そしてその数日後、「私」は津田さんの親友、和泉利恵が家の前で雨に打たれながら座っている姿を目撃する。それはまるで、何かの罰を受けるように・・・
彼女らふたりの間に何があったのか。真打ち・春桜亭円紫の推理が冴える!

Impression

私がもし死んだら、一緒に埋めて欲しいと思うほど大好きな本です。けしてあかるい話でも、勇気の出るストーリーでもありませんが、このエピソードで語られる悲しさ、愛しさ、空しさ、そしてつよさ。その全てが愛しいのです。
和泉さんと津田さんをはじめ、「私」と円紫さん、「私」と母親、「私」と正ちゃんといった「ふたり」の関係が鮮やか。もちろんミステリーですし、最後に明かされる真相は、はっと胸を衝かれる重さがあるのですが、それぞれの「ふたり」の関係が軽妙で、その重さを和らげて、かつ倍増させる、絶妙な要素になっています。
メッセージ性の強いこのシリーズの中でも、特にその要素が強い作品。胸にしっとりと残る傑作です。

Character

やはり「私」の魅力は大きいですねぇ。読書が趣味の男性なら、「あ、こんな彼女が欲しいな」と思うのでは。気取らない感じで、でも女らしく愛らしく、大人しげで儚げで。リアリティとキャラクター性のちょうど狭間にあるようなキャラクターで、ひとりひとりの読者が、それぞれの「私」を心に抱いてしまうと思います。
その「私」とマブダチトリオを構成する正ちゃんと江美ちゃんもそれぞれ「私」と違ったキャラクターで魅力的。三人のやり取りはテンポが良く、読んでいてすごく楽しいですね。さばさばした正ちゃんは個人的にかなり好みです。
そして円紫師匠。

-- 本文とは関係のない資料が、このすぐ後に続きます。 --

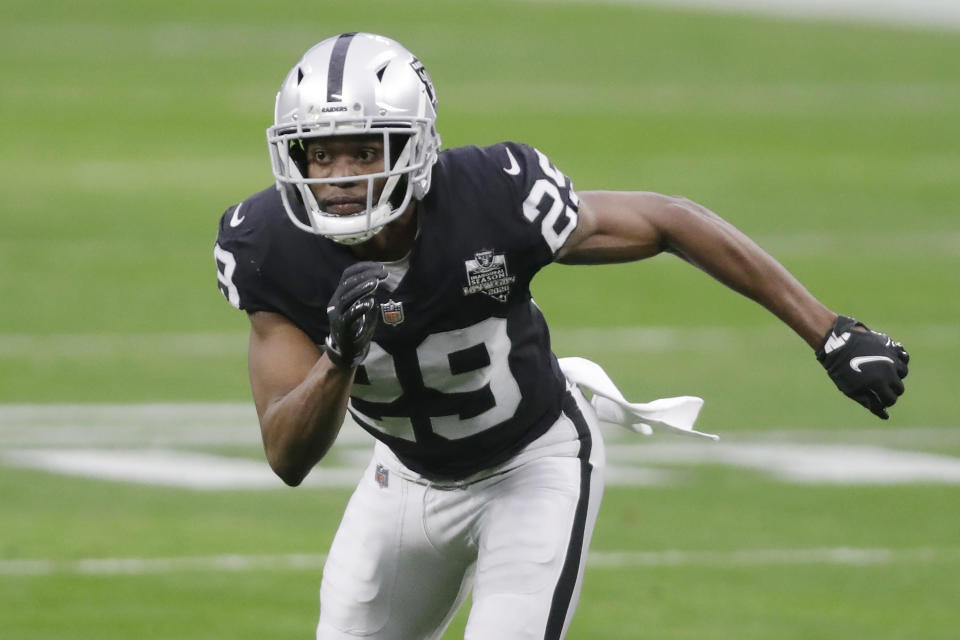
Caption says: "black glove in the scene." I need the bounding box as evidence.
[817,316,910,420]
[323,262,387,369]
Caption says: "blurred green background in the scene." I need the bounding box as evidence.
[0,0,960,640]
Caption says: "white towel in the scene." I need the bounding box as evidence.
[559,358,720,440]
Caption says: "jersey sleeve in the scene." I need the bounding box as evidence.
[493,142,580,267]
[213,203,273,313]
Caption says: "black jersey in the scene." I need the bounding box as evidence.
[214,143,579,478]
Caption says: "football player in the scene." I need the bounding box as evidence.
[214,33,908,640]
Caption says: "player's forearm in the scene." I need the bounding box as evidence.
[661,198,836,349]
[260,357,353,486]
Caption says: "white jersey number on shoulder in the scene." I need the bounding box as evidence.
[523,149,580,253]
[351,318,520,442]
[213,243,240,309]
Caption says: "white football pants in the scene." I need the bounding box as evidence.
[317,386,604,640]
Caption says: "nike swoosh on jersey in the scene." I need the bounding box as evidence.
[503,149,520,176]
[850,356,893,373]
[230,202,247,227]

深い洞察力と優しさを兼ね備えていて、かなり異質な名探偵ですが、このシリーズのイメージにはぴったりで、とても印象的。神のような推理力を発揮しながら、懐の大きさがあって、いいなぁ、と思ってしまいますね。

Series

短編集は「空飛ぶ馬」「夜の蝉」(以上創元推理文庫)「朝霧」(東京創元社)の3冊。いずれも佳作で甲乙つけがたいですが、あえて一冊選ぶなら「空飛ぶ馬」でしょうか。軽い作品は少ないんですが、謎が魅力的で、解決が鮮やかで、文体のたおやかさが良くて、非常にとっつきやすい作品になっています。
個人的には「空飛ぶ馬」所収の「砂糖合戦」「胡桃の中の鳥」「空飛ぶ馬」、「夜の蝉」所収の「夜の蝉」、「朝霧」所収の「山眠る」が好きです。
長編の「六の宮の姫君」(創元推理文庫)は過去の文学界をテーマにしたミステリー、ということで、とっつきにくいかなぁ〜と思っていたんですが、そんなことはなく、面白い面白い。文系なヒトなら必読です。読後の満足感ではこれが一番かもしれません。

Guide

「秋の花」単体でももちろん楽しめますが、キャラクターに対する思い入れを作る意味でも、作品世界の深さを感じる意味でも「空飛ぶ馬」「夜の蝉」を読んでおく事をお勧めします。
長編とは言えそんなにボリュームはないので、まとめて読める時に一気に読む事のが○。出来ればひとりの時、しっかりと作品と向かい合って読みたい一品です。